EXECUTE AS LOGIN = 'EncryptionUser'

EXEC dbo.getEncryption
EXEC dbo.getEncryptionWithExecute
SELECT * FROM dbo.EncryptionTest

REVERT

Since this user has no select or execute permissions all three statements will fail. Here are the results.

Msg 229, Level 14, State 5, Procedure getEncryption, Line 1
The EXECUTE permission was denied on the object 'getEncryption', database 'MyTesting', schema 'dbo'.
Msg 229, Level 14, State 5, Procedure getEncryptionWithEXECUTE, Line 1
The EXECUTE permission was denied on the object 'getEncryptionWithEXECUTE', database 'MyTesting', schema 'dbo'.
Msg 229, Level 14, State 5, Line 5
The SELECT permission was denied on the object 'EncryptionTest', database 'MyTesting', schema 'dbo'.

Now let's try the running the code with the Execute As Login for the ApplicationUser.

EXECUTE AS LOGIN = 'ApplicationUser'

SELECT EncryptionTestId
 ,PlainTextNumber
 ,CONVERT(VARCHAR(10),DecryptByKeyAutoCert(cert_id('CertTest'),NULL,EncryptionNumber)) DecryptedNumber
FROM dbo.EncryptionTest

REVERT

The Application user has permissions to run the select query, but it does not have permissions to decrypt the encrypted column. This is why the results return a null value for the column.

Now when you execute the stored procedure getEncryption (this is the procedure without EXECUTE AS 'EncryptionUser') as the ApplicationUser, it runs without error, but it is unable to decrypt the encrypted number.

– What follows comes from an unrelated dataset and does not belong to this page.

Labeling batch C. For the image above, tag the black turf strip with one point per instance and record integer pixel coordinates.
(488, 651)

EXECUTE AS LOGIN = 'ApplicationUser'
 EXEC dbo.getEncryption @EncryptionTestId = 3 
REVERT

Results

When ApplicationUser runs the stored procedure getEncryptionWithExecute (this is the procedure with EXECUTE AS 'EncryptionUser'), it is able to decrypt the encrypted number.

EXECUTE AS LOGIN = 'ApplicationUser'

 EXEC dbo.getEncryptionWithExecute @EncryptionTestId = 3

REVERT

Results

By using the "execute as" I am better able to control which users have access to the encrypted data, and how they have access to this data. "Execute As" also gives me the ability to test running a stored procedure or select statement as a different user, without having to login as that user.